Change Your Car’s Air Filter

I love my car. I have a 1998 Ford Escort ZX2 that I call Bert. It’s bright blue and sporty and zips around town. It has 168,000 miles on it and it’s never had any major problems. I’ve only ever had it in the shop for minor issues and routine maintenance (knock on wood). I just put on my third set of tires about 3,000 miles ago.

My car isn’t worth anything to anyone except me. It has a ton of sentimental value to me and I dread the day that I have to get a new car. I acquired this car right after I graduated high school. My dad made me a deal when I was a kid that if I got enough scholarships to pay my own way through college he would use my college fund money to buy me a brand new car for graduation. Well I did it! I got enough scholarships to pay almost my entire way through my undergraduate degree and then took money out of my savings to pay for the rest. I have always felt so blessed to have my car.

Anyway despite loving my car, I know nothing about working on my car. I put gas in it and drive it and take it to the mechanic for anything else. But last weekend I decided to change Bert’s air filter. Bert has been getting not so great gas mileage lately and I thought the air filter might be the problem. I knew that air filters were relatively easy to change but I’ve never actually done it myself. I was going to write a very detailed post with pictures and everything about how to change the air filter, but then I realized that unless you drive the exact same car as I do then it wouldn’t help you much.

What I will do is provide some general tips that would apply to everyone. First you need to go buy an air filter. The easiest way to do this is to go to Autozone or Advanced Auto Parts or a similar place. All you do is go up to the counter and tell the clerk the year, make and model of your car and what part you need and they will pull up the exact item that fits your car and ring it up for you. Piece of cake! That way you don’t have to figure out which air filter you need on your own.

Next you need to open your hood.

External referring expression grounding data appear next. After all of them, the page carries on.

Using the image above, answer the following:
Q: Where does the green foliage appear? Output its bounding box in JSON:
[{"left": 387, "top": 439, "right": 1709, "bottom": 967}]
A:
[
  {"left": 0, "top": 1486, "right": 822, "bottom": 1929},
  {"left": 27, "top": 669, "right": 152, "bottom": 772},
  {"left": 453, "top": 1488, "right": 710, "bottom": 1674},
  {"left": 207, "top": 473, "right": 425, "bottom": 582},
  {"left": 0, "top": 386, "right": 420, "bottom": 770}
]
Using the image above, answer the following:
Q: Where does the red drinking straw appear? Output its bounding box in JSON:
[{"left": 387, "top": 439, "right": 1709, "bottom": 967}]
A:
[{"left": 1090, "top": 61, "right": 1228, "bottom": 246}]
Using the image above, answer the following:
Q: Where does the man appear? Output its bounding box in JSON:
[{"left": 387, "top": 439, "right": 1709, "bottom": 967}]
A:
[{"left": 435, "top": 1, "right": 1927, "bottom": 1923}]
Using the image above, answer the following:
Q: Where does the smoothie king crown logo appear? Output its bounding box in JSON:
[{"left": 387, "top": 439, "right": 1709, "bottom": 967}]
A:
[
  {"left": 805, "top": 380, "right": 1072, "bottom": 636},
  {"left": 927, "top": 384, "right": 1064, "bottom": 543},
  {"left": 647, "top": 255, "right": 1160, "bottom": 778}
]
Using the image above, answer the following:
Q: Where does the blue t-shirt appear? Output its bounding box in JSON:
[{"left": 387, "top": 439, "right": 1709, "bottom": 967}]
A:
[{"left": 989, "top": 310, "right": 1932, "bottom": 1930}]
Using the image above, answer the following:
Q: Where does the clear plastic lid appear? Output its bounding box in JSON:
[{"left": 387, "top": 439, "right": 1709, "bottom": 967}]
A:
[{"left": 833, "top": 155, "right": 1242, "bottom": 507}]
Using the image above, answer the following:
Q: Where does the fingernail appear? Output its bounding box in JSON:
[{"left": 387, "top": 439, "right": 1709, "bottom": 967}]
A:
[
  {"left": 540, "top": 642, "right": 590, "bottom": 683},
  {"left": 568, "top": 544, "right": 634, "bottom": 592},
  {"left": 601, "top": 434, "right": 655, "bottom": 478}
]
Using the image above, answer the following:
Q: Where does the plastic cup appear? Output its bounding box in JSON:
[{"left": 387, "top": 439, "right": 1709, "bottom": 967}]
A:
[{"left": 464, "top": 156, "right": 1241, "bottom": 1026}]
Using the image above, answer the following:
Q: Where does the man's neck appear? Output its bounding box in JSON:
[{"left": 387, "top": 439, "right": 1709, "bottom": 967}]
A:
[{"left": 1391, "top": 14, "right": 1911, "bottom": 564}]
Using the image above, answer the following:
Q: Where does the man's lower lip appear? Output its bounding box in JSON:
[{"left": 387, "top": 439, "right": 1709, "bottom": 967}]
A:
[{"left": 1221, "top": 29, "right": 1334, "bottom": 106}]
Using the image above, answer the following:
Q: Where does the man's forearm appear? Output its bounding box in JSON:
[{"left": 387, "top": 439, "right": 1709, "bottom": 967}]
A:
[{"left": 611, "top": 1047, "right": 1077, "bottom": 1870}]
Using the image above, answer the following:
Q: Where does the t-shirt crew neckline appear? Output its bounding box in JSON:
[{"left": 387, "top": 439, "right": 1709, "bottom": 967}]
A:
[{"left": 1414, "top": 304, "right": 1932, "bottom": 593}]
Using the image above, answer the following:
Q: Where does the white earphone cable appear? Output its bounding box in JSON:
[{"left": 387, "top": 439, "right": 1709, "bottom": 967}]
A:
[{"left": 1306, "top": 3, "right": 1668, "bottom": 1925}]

Pretty easy except it took me a few minutes to figure out where the latch was that unhooked the hood after I popped it open. Now if you are not familiar with your engine it can look pretty intimidating when you first open the hood. What you need is a guide. The Haynes Repair Manual is a good resource. They have books for all sorts of different cars. The first part of the book is on routine maintenance and in that section is a part on changing the air filter.

The book had a good explanation of how to change the filter. On my car I had to unsnap this band thing and unhook this one piece to reveal the filter (like my technical terms here?). Then all I had to do was take out the old filter, pop in the new filter and then do the reverse of what I had just done – hook the piece back up and snap the band thing back on.

Depending on the size and shape of your air filter, I would recommend writing the mileage and the date on it so you know when you changed it last. My new air filter was black so I wrote on it with my silver Sharpie. Side note – a silver Sharpie is fantastic to have around the house to write on dark items. I also saw that the last time the air filter had been changed was almost 2 years ago and 30,000 miles. Eeeeep! It was way overdue according to my maintenance guide.

So is it worth it? Yes! Changing the air filter was SO easy. It took me about 15 minutes and that including looking in my book about how to do it. And I know absolutely nothing about cars. The air filter cost me about $15.00 with tax. I know that places like Jiffy Lube have charged me at least $20-22 in the past. So by doing it myself I’ve saved $5-7. It’s not a lot but it’s a little something at least. That savings could be a lunch out with a friend.